The U.S. Department of Agriculture advises that you should refrigerate or freeze the meat as soon as possible after buying. In the fridge, keep it at 40 degrees Fahrenheit, and use it within one to two days.

If you’re not going to use it that quickly, wrap it in heavy-duty plastic wrap, aluminum foil, or freezer paper or bags before freezing. Use the frozen beef within four months.

7. Storing milk in the fridge door

Many new refrigerators have roomy, enticing doors, with plenty of space to hold salad dressing, jam, even entire gallons of milk. But Real Simple magazine notes that storing your milk in the fridge door is an udderly bad idea.

The door swings into your warm kitchen every time it’s opened, so products there are living in the warmest part of the fridge. Not only will bacteria grow more quickly, but the milk could actually curdle. Shove your milk to the back of the fridge.

8. Freezing or refrigerating coffee beans

The people at Starbucks don’t jive about their java. Starbucks coffee educator Major Cohen tells Parade magazine that refrigerators and freezers are the enemies of coffee, because moisture condenses on the beans or grounds, damaging their flavor.

Instead, store coffee beans in an airtight container kept at room temperature, and grind the beans fresh each time you make coffee for the best flavor.

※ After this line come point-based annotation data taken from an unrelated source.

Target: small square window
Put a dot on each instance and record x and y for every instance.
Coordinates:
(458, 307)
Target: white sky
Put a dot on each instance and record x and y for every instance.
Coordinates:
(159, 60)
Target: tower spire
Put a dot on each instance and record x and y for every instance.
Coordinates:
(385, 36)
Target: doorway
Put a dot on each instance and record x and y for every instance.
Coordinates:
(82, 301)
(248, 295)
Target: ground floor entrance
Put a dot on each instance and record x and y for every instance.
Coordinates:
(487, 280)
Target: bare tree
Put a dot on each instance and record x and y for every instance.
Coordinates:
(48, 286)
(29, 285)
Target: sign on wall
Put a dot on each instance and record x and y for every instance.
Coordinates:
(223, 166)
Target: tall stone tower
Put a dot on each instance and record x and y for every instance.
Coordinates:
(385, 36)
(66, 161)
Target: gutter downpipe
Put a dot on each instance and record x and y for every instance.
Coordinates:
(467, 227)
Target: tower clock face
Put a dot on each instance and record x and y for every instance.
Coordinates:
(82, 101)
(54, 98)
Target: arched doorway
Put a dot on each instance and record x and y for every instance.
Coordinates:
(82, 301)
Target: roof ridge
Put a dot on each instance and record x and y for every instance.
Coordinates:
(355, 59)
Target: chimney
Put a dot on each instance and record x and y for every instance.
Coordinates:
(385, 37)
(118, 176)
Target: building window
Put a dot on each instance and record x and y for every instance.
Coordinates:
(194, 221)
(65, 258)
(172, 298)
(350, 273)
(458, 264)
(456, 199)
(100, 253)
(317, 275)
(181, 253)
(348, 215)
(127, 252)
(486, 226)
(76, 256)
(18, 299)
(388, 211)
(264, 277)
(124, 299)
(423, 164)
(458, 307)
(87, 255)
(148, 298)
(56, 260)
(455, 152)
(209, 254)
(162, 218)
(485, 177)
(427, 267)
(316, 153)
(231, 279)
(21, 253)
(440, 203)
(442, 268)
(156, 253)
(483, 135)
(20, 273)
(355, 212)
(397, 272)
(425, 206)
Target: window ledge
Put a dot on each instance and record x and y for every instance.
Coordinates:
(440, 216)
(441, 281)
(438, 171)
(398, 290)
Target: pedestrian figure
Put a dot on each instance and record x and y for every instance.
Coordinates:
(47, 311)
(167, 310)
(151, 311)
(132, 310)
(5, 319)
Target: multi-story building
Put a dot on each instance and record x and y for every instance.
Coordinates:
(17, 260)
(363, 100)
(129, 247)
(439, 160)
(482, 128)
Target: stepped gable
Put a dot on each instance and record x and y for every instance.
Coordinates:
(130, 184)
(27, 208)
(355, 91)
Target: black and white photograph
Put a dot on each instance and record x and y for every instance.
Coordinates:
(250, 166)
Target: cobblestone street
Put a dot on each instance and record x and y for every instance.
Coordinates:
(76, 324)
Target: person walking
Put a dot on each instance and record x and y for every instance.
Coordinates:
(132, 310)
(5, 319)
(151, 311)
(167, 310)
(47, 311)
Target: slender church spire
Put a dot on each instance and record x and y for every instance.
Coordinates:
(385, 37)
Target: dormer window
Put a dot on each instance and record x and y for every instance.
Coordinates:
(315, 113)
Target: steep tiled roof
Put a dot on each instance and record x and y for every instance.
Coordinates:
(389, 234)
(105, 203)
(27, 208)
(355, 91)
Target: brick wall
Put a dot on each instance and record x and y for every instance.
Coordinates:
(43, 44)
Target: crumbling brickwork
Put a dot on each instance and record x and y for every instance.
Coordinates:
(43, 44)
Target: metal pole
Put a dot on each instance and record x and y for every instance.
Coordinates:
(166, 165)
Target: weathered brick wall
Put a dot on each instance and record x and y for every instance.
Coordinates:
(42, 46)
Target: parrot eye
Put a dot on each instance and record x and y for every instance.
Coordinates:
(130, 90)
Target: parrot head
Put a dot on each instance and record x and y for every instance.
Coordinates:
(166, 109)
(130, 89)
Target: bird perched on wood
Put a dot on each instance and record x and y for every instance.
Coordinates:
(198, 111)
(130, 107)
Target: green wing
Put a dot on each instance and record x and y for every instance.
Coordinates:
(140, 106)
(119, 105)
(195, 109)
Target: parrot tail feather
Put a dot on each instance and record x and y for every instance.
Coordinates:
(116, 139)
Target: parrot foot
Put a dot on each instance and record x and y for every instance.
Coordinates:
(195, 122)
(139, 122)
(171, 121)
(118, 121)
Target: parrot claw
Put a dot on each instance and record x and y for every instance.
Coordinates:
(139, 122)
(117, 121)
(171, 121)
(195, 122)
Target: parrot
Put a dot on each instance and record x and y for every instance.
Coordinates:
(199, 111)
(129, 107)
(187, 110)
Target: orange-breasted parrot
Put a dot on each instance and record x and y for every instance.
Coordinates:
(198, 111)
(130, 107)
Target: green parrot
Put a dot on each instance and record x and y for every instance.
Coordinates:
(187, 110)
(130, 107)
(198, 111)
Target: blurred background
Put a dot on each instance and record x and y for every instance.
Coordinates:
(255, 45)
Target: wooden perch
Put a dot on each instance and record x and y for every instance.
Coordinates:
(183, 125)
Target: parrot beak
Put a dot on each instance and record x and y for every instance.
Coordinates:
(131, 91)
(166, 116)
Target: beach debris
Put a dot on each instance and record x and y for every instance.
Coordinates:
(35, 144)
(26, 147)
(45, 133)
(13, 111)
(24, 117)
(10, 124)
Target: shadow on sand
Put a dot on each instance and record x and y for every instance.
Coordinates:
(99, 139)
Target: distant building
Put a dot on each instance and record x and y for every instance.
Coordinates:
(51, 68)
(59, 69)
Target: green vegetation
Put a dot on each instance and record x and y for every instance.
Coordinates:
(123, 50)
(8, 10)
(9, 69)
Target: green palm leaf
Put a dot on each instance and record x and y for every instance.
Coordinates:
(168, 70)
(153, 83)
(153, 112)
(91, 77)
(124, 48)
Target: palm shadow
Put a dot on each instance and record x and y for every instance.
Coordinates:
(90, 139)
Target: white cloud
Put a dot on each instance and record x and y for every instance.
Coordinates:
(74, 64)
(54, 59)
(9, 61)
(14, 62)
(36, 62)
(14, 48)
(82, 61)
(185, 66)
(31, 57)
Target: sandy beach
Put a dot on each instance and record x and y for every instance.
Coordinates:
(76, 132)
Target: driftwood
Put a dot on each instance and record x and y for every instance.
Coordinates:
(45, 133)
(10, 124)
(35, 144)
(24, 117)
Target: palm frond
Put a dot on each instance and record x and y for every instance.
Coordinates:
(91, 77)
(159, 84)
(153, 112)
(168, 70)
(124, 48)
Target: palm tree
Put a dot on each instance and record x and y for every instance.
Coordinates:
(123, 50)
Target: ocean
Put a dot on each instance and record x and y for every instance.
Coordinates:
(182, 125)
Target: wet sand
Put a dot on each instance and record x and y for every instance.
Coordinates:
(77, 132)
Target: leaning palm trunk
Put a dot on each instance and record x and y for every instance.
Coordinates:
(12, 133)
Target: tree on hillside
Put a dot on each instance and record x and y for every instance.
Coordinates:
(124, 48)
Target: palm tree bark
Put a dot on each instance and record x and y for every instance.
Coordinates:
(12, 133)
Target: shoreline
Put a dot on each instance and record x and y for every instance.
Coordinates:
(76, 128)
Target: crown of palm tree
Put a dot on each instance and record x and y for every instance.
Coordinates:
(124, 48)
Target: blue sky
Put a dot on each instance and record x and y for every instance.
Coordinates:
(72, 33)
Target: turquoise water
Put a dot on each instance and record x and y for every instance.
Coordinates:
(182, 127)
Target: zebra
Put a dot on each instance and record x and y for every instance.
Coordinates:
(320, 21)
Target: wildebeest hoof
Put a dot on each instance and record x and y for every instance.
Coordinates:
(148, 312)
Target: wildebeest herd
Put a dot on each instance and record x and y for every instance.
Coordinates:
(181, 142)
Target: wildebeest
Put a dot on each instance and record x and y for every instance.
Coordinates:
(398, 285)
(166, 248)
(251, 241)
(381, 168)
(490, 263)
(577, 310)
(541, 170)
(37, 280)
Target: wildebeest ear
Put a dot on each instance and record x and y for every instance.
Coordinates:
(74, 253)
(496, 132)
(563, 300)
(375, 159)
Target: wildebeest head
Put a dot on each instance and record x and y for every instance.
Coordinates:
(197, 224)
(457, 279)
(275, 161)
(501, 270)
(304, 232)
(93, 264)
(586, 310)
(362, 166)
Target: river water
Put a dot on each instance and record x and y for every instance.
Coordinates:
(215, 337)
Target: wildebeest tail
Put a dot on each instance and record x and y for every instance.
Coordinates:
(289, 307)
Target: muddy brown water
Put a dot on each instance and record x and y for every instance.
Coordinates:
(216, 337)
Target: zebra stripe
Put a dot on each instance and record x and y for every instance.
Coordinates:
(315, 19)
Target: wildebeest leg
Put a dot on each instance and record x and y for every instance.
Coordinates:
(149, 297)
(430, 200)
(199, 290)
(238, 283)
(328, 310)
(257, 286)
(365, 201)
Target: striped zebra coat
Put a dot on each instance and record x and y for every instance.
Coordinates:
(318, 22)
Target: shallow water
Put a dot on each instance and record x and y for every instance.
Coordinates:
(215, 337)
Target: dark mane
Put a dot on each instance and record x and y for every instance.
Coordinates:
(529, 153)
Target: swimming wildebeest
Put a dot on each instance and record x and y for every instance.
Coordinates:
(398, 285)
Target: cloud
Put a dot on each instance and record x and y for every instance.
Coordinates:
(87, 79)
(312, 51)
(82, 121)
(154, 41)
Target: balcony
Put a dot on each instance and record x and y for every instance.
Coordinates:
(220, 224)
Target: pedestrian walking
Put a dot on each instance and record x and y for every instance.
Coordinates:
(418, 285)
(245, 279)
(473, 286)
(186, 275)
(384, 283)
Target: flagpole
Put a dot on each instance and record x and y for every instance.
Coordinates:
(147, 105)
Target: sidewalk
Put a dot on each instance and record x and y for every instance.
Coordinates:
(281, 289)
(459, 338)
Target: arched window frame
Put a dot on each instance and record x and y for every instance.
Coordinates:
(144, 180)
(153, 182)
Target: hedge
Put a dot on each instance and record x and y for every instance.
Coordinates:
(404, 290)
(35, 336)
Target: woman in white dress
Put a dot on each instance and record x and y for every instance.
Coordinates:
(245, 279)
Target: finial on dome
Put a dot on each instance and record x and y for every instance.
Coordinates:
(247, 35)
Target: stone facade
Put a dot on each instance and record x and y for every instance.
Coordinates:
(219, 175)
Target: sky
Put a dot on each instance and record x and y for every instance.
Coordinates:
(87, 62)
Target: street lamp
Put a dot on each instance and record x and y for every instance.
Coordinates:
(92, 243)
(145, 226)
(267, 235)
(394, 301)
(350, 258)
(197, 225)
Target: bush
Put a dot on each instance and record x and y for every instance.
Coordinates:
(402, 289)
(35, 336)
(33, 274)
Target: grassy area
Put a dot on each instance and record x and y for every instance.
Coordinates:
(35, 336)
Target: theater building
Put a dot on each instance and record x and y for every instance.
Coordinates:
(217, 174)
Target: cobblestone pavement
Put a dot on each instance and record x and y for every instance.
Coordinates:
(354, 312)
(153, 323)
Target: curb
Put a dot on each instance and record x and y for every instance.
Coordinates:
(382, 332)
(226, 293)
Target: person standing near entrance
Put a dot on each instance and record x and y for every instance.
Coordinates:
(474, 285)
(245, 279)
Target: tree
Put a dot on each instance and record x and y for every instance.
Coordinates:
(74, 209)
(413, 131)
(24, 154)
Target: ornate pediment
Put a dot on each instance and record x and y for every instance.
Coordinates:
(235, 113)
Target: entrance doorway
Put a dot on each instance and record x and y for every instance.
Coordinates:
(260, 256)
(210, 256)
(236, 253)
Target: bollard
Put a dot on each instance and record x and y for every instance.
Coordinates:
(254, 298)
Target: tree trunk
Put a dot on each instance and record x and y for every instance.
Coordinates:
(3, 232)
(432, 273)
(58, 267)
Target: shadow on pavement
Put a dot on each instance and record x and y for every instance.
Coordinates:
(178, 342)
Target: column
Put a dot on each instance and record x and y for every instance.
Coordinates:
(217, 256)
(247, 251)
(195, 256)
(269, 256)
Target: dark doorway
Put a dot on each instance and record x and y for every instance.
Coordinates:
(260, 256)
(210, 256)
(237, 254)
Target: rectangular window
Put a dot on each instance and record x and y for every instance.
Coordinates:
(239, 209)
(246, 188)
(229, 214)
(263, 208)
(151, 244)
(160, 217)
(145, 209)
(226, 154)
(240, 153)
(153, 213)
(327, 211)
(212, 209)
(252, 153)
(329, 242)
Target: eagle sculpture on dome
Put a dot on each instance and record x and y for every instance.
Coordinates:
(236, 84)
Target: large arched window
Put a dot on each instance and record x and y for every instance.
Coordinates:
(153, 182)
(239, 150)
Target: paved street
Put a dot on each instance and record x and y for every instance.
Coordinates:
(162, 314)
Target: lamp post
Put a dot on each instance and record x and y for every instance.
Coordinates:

9. Storing eggs in the refrigerator door

While eggs rarely spoil, the American Egg Board warns that they can dry up if kept too long. Store raw, whole eggs in their carton at 40 degrees Fahrenheit or lower. The carton will protect them from picking up odors or other flavors and from losing moisture.

And as with milk, don’t store eggs in the refrigerator door. Put them on an interior shelf, where the temperature stays constant.

10. Leaving apples out on the counter

Shiny, colorful apples in a bowl make for a beautiful still life painting — or an Instagram photo, in this modern age.

But don’t spoil your fruit just for a snapshot. Salon notes that apples should be stored in the refrigerator, not on the counter. Refrigerated apples last up to 10 times longer than those left out.

11. Storing bread on top of the fridge

Bread can certainly be frozen, professional baker Madelyn Osten tells Food & Wine magazine. Also, bread boxes do a great job of keeping loaves from getting moldy.

But whatever you do, don’t store bread on top of your refrigerator. It may be convenient, but the heat from the appliance will encourage the bread to dry out (if wrapped in paper) or turn moldy (if wrapped in plastic).